# ABS pump/N112 in need of replacement



## Bago47 (Jul 26, 2012)

Hey,
I've got two fault codes, one stating ABS pump needs to be replaced and so does the N112 SAI valve (fault codes posted below). Now, could someone post some pictures with locations of both? I know N112 is somewhere near the airbox, but I have no idea about the ABS pump... And AFAIK N112 takes care of lower emissions, and if it doesn't work, could that be the reason why my car always smells of exhaust gases when stationary (even with the windows rolled up sometimes) ?

*ABS Hydraulic Pump - V64
or ABS Hydraulic Pump (V64)

Secondary Air Injection Solenoid Valve (N112): Open Circuit : P1432*


----------



## lite1979 (Sep 9, 2005)

Just because you have a code doesn't mean you have a bad part. The ABS pump could just have a faulty wire, as could your N112. Do continuity tests on the wires before replacing the parts. The ABS pump is just off the master cylinder, iirc.


----------



## Bago47 (Jul 26, 2012)

Well, the ABS warning light first appeared when I was driving during hard rain, and dissapeared. But it kept comming back frequenzly and now it's always on.


----------



## Boulderhead (Oct 21, 2012)

The N112 is below the metal plate that bolts to the front of the intake manifold (plastic trim on top of plate). It has a vacuum line which hooks into the manifold vacuum source, and another which goes to your combi valve to inject air into the exhaust on cold starts.

While this will throw a code, it's only important when car is first started and everything is cold.

As the other poster mentioned check your wiring, otherwise you could replace a good part because of bad / broken connection

Here is a good pic of where this is even if the notes are in German.


----------



## lite1979 (Sep 9, 2005)

That's a great spot for broken vacuum lines, especially if you have a lot of miles on your car. With the oil filter/heat exchanger right below it along with the failure-prone PCV piping in there, oil vapor can get all over the place, breaking down rubber parts faster than normal.


----------



## Converted2VW (Apr 8, 2009)

Bago47,

I had the same ABS V64 Code you mentioned and while researching for it came across a very easy fix (I couldn't believe it) that many people report is working.

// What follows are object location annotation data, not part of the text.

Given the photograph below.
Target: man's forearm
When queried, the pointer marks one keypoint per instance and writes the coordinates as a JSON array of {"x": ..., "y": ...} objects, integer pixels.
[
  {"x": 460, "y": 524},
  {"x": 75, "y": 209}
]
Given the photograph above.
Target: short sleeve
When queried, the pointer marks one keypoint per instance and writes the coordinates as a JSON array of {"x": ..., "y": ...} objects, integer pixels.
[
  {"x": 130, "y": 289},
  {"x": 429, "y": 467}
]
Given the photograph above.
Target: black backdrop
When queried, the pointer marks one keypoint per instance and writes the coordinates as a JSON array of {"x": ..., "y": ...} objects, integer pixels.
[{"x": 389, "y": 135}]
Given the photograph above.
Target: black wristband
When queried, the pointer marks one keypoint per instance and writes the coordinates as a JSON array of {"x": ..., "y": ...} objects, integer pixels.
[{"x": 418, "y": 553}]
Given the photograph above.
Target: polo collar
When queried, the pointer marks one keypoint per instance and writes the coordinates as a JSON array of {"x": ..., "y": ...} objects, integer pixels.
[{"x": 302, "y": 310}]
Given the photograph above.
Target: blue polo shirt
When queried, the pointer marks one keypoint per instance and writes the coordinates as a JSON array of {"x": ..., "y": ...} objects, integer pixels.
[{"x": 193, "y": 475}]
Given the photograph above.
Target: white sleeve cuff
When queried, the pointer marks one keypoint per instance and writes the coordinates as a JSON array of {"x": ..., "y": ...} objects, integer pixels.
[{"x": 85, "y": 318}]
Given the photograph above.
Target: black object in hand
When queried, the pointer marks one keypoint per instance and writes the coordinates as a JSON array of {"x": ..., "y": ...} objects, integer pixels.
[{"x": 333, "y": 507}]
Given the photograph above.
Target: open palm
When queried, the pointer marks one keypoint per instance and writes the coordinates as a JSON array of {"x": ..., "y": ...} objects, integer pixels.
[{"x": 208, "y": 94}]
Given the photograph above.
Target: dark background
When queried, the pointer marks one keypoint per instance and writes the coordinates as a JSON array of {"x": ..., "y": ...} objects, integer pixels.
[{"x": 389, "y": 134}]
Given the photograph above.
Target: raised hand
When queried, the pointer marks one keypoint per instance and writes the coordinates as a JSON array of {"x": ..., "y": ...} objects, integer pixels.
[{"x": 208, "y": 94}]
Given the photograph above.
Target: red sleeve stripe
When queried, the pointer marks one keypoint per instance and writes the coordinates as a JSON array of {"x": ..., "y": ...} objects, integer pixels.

ALL you have to do is clean very well the fuse for the ABS pump which is on top of the battery (green fuse on top of battery box further to the right)...dirt gets in it and that impedes flow of electrical current to the pump and therefore the code.

So, pull the fuse (there is 3, clean them all); sand paper it a little bit, make sure there is no dirt in it and reseat the fuse.
Hopefully that will solve it for ya.


----------